私が騒ぎを知ったのは、芸術監督の津田大介氏が展示を中止する会見のニュースを見てでした。どういうことか?とよく調べてみると、「反日感情を助長する」だの「国際的な芸術祭で反日展示をするなんて言語道断」だの「国の助成金を使って反日プロパガンダ作品を展示した津田を許すな」など、一様に津田氏を責め立てるツイートが目につきました。

津田氏を責め立てる事に興味はないのですが、誰が芸術監督だろうが、何の考えもなくいきなり反日感情むき出しな展示物を出す訳がありません。イベントの趣旨や展示物の意図を調べてみると、だんだん事情がわかってきました。

今回の一件は、事実として「不快」という感情だけでネガティブな要素を叩いた結果、芸術家が作品を世に送り出す原動力となる「表現の自由」を完全に奪い去った、悪しき例になってしまいました。
ただ、抗議の電話やらTwitterやらで声を荒げた方々の多くは、展示された芸術作品に単純でも複雑でも「不快」に感じてしまった。
お互いの主張の「落としどころ」は、一体どこにあるのでしょうか。ネット上に上がった情報をまとめて考えてみます。

「 表現の不自由展 その後」とは

この企画展の趣旨は、オフィシャルサイトに記載されています。

過去に組織的検閲や忖度により展示できなかった作品を、その理由と共に展示するのが企画の趣旨でした。2015年にとあるギャラリーで開催されたものを、今回は展示作品も増やし、この芸術祭で再度企画されたようです。
一見タブー視されがちな作品たち。恐らく、今回のように非難を浴びた作品も多数あった筈です。それを敢えてこのような大きな芸術祭に出展するとは、企画としてはかなり挑戦的です。何故、このような企画を立ち上げたのでしょう?

それは、「表現の自由」への挑戦であったと思います。現実的に、なんらかの形で人の目に触れることのなかった作品たちにスポットを当てると共に、「表現の自由」とは何か、「芸術作品」とは何かを、世の中に問う企画だったのではないでしょうか。

「遠近を抱えて」と「焼かれるべき絵」

「表現の不自由展 その後」の展示作品の詳細は、こちらもオフィシャルサイトで見ることができます。

中でも、物議を醸した作品のひとつは、昭和天皇を象徴する絵を焼く映像でしょう。一見すると、日本の象徴である天皇陛下の肖像を燃やすなど、日本の中ではあってはならないこと。「反日活動の象徴」に繋がります。芸術作品であっても、そんなこと許されるのでしょうか?

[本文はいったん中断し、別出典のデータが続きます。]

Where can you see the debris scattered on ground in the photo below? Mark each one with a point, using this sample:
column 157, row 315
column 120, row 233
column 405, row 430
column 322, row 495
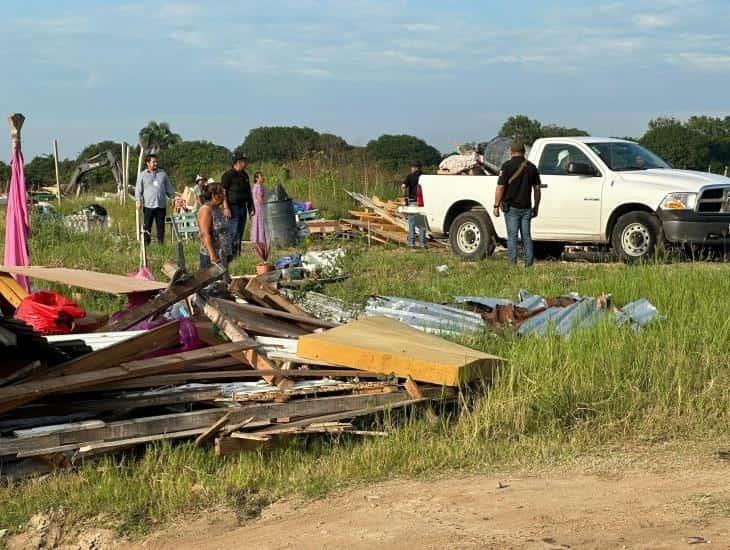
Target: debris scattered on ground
column 530, row 314
column 235, row 369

作品の名前は「焼かれるべき絵」。島田美子氏の作品です。実はこの作品、もうひとつの作品と密接な関係があります。それが、大浦信行氏の「遠近を抱えて」。

二つの作品の関係性のついては、この記事に詳細に書かれています。

「遠近を抱えて」が富山県近代美術館に展示された際、県議会議員からの圧力により展示が中止され、勝手に売却。図録も販売中止となり、燃やされてしまいました。
その議員が右翼の活動家だったのか、ただただ不快に思っただけなのかはわかりませんが、かなり暴力的な行為です。
コラージュされた芸術作品の図録であっても、昭和天皇の肖像を「燃やした」事実に変わりはない。もうひとつの作品「焼かれるべき絵」は、こうした背景から生まれた作品だったのです。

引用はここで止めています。